Forgotten Yemen

Publish date 08-08-2021

by Nello Scavo

There are massacres that almost never come to be known. As in the waters that separate Yemen from the Horn of Africa. The route from the Horn of Africa to the Gulf of Aden remains one of the most dangerous in the world. The monopoly is in the hands of Somali piracy organizations, which also specialize in smuggling and trafficking in human beings. Historically, most African migrants reaching Yemen moved to the rest of the Arabian Peninsula, largely to swell the ranks of new slaves in the oil monarchies. Because of the Yemeni conflict, crossing the country has become so dangerous that, according to United Nations sources, in recent years over 100,000 Africans have returned to the Horn of Africa to head north, especially to Libya and Europe.
It is a forgotten war, the Yemeni one. A conflict that sees Italy among the main exporters of death. It was the end of 2016 when, almost by chance, we discovered in an investigation for Avvenire that "Made in Italy" bombs were raining on the heads of civilians.

Some survivors had managed to photograph the remains of a bomb dropped by a plane of the Saudi coalition fighting against the Iranian-backed Houti rebels. A group of experts commissioned by the UN to investigate the violations committed by the parties to the conflict he had certified the use of bombs by Rwm Italia, a subsidiary of the German parent company Rwm, on civilian areas, stating that these raids "may constitute war crimes".
A year ago the Conte II government suspended exports. A belated measure, considering that the supply of the Saudis allows them to arm the fighters for many years to come.

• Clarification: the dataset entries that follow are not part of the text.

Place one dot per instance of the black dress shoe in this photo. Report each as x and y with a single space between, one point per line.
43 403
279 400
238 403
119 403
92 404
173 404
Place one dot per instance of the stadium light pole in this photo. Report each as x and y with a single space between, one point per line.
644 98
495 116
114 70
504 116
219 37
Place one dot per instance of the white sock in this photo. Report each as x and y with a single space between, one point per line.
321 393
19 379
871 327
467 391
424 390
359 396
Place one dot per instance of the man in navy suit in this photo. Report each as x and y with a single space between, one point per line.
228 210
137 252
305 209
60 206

It is the youngest who pay the most serious consequences. In the last three years, in Yemen, 1 in 4 civilian victims was a child: 2,341 minors (22.85% of the total) who have lost his life between 2018 and 2020 due to a conflict which, on March 25, marks its sixth anniversary. The 2,341 victims among children are only confirmed ones, says Save The Children, according to which the actual number is likely to be much higher. The data also show that the conflict is becoming more and more lethal for children: if in 2018 children represent one in five civilians victims, in 2019 and 2020 the ratio has risen to 1 in 4. According to data from Save The Children in Yemen, whose population is facing the largest humanitarian crisis in the world, 2 out of 3 people are in urgent need of help to survive and children continue to die by the thousands, as well as from bombs, from easily preventable causes. Currently, 11.3 million girls and boys in the country are in need of humanitarian assistance.

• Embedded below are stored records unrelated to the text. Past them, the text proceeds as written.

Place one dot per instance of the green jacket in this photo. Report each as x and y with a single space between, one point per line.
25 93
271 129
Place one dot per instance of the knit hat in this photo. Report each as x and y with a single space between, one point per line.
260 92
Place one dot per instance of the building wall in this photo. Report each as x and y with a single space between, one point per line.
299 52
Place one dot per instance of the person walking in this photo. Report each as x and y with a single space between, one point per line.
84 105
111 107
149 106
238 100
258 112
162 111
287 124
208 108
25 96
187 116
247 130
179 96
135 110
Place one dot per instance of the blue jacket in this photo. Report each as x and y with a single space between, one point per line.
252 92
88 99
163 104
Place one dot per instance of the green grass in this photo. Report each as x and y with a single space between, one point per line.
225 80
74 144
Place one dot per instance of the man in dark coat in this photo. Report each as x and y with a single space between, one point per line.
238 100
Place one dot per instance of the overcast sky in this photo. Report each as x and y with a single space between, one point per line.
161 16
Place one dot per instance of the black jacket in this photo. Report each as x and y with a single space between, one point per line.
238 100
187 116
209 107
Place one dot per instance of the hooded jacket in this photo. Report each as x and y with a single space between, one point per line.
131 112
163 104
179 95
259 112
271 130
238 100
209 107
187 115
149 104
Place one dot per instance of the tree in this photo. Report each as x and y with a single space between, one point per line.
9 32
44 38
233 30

A scenario further exacerbated by famine, exacerbated by recently announced cuts in aid, long-standing restrictions on humanitarian access, economic collapse, attacks on civilian infrastructure such as schools and hospitals and ongoing fighting in densely populated areas. 1.8 million children under 5 years of age, Save the Children explains, are currently malnourished, including around 400,000 suffering from severe forms of malnutrition.
"I was returning home with a friend and I wanted to visit my brother when the explosion overwhelmed us. I remained motionless. I was looking for my brother, I saw an old man on the ground. Then a person on a motorbike took me away from there and we went to the hospital. I would just like to think about playing and not about bombs, ”said Omar, who should be attending elementary school, but the school has already been razed to the ground for some time. “I wonder why a bomb should kill a child who is just playing. Omar keeps repeating to me that he hopes there will be another explosion so he can return to play with his brother, in heaven ", says his mother.

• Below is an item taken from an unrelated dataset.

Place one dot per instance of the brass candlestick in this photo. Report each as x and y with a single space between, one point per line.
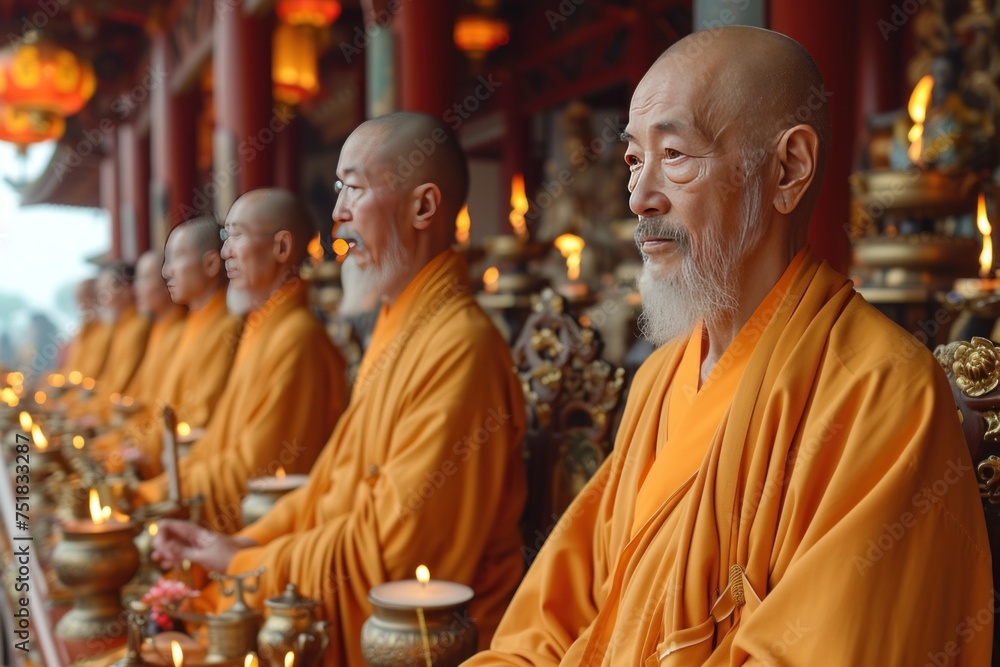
94 562
290 626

The international community has tried, so far without success, to bring the warring parties to the negotiating table and implement a ceasefire, but the clashes continue. The health system is collapsing, with more than half of all hospitals and dispensaries now unserviceable. Living conditions are more desperate every day. According to the UN High Commissioner for Refugees (UNHCR-UNHCR), 64 percent of displaced families have no source of income. Others survive by earning less than $ 50 a month. As a result, two out of three displaced families declare that they have to resort to expedients: “Meals are limited or skipped, minors are forced to leave their studies, medical care is given up. People - explains a note from the UN humanitarian agency - are reduced to begging or selling their personal effects. Cases of early marriage are on the rise ”. But war is a gigantic business. According to the NGO Oxfam, the G20 countries in the conflict years have exported weapons worth 31.7 billion dollars to the eight governments that make up the Saudi coalition. Less than 6 billion are earmarked for humanitarian aid. For the merchants of death the gain is assured.